While the article is ambiguous in its assessment of Lovecraft, Miller does touch on one thing about Lovecraft that I’ve been thinking about lately: his stories aren’t scary.
I recently came across a transcript of a symposium on Lovecraft from the early sixties. The panel members included Fritz Leiber and Robert Bloch. At one point, someone asked whether Lovecraft actually scared anyone. A few people said he did (Leiber, for one) but the general consensus was no, Lovecraft wasn’t scary.
I agree. For one thing, he’s always giving away his endings through his use of the “as if” or “seemed like” clauses.2 Once you know the ending of a Lovecraft story, it loses most of its suspense, and Lovecraft constantly spoils his own plot. Here’s an example from “The Dunwich Horror”:
Dr. Armitage, associating what he was reading with what he had heard of Dunwich and its brooding presences, and of Wilbur Whateley and his dim, hideous aura that stretched from a dubious birth to a cloud of probable matricide, felt a wave of fright as tangible as a draught of the tomb’s cold clamminess. The bent, goatish giant [i.e., Whateley–JFCC] before him seemed like the spawn of another planet or dimension; like something only partly of mankind, and linked to black gulfs of essence and entity that stretch like titan phantasms beyond all spheres of force and matter, space and time.
Naturally, all of Dr. Armitage’s wild speculation turns out to be accurate.
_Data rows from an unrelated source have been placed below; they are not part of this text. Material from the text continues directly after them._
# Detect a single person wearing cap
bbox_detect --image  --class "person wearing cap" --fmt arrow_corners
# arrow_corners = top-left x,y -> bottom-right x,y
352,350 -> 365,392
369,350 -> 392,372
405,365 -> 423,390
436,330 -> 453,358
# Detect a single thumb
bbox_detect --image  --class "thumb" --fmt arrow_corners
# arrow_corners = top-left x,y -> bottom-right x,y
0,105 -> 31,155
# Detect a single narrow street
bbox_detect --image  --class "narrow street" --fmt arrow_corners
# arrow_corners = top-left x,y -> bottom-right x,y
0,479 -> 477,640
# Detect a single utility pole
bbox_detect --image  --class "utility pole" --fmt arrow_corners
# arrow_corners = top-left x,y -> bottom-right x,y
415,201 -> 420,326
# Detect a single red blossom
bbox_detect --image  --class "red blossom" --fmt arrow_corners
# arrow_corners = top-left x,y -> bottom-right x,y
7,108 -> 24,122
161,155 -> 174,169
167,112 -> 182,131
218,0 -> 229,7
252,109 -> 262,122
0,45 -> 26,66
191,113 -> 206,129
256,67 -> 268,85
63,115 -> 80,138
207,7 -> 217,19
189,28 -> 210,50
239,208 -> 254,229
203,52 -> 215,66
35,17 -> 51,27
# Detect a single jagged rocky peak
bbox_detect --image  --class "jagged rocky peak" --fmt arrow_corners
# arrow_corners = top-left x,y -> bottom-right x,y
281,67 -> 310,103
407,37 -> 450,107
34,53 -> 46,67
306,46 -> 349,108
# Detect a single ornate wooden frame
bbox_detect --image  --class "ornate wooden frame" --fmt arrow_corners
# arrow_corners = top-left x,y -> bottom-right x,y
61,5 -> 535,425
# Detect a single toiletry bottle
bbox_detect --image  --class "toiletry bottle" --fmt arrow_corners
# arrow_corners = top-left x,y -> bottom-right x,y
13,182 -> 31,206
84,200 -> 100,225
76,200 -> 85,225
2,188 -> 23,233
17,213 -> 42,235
But this isn’t Lovecraft’s only problem. As Miller points out, piling on the obscure Anglophone adjectives doesn’t a creepy story make. But I think the real problem is regarding Lovecraft as a “horror” writer at all.
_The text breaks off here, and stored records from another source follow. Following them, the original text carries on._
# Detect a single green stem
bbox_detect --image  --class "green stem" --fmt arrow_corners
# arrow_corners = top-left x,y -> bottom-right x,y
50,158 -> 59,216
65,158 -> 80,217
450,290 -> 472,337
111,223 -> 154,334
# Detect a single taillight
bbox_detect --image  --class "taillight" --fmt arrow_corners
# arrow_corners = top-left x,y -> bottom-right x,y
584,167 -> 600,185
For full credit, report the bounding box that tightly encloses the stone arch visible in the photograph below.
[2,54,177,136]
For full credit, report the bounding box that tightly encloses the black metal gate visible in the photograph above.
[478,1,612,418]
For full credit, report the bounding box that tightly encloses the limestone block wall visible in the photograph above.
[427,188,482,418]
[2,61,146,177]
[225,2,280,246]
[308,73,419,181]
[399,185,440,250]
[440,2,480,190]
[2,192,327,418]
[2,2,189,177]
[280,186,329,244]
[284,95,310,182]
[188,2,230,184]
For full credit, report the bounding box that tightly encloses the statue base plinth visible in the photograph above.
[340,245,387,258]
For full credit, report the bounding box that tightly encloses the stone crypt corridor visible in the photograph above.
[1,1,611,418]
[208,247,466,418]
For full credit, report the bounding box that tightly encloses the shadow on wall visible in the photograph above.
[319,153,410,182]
As a writer of horror stories, Lovecraft never impressed me; but as a science fiction writer, his influence is strong. Lovecraft bridged the gap–or perhaps found the middle ground–between Edgar Allan Poe and H.G. Wells, with a little Arthur C. Clarke thrown in. All his beasties–Cthulhu, Yog-Sothoth, the Elder Things–are technically extradimensional creatures or space aliens, not supernatural demons. Whereas Poe, Bierce and HPL’s other predecessors confined themselves to the psychological and (less often) supernatural in their horror tales, it was Lovecraft who pioneered the realm of “science horror.” Without Lovecraft, there might be no Alien.
My attempts to write like Lovecraft3 have been pretty unsuccessful. He can be parodied (as I intend to do, lovingly, in Tales of Atreval), but not imitated. He’s too intellectually and philosophically idiosyncratic. His writing does tend to be overwrought. To my admittedly inexperienced writerly eye, he seems to have approached the craft of fiction writing from a theoretical, almost scientific standpoint–reading the stories of his favorite authors and then mixing and matching their stylistic templates to build his own. Lovecraft designed his stories carefully (if not always sucessfully) to achieve particular “effects,” but his thin characters, dense prose, and general paucity of dialogue can become wearisome–to write, at least; I have a much better tolerance for reading his work than trying to write like it.
I admire Lovecraft for the way he struggled with modernity, for his pained depiction of a universe in which humanity has little or no significance, but most of all, for his marvelously imaginative cosmogony. How can I not love the creator of such a bizarre pantheon of alien demigods, with names like Great Cthulhu, Azathoth, Yog-Sothoth, Shub-Niggurath, and the Crawling Chaos Nyarlathotep? Lovecraft is deserving of his legacy, in all its dichotomous glory.
1 I object! I think Lovecraft at least deserves to be called America’s worst good writer.
2 Tzvetan Todorov discusses this weird tale tradition in depth in The Fantastic.
3 In addition to the recently-shelved “Advanced Operators,” those would be “The Black Cloth” and “The Burying Ground” for you future biographers.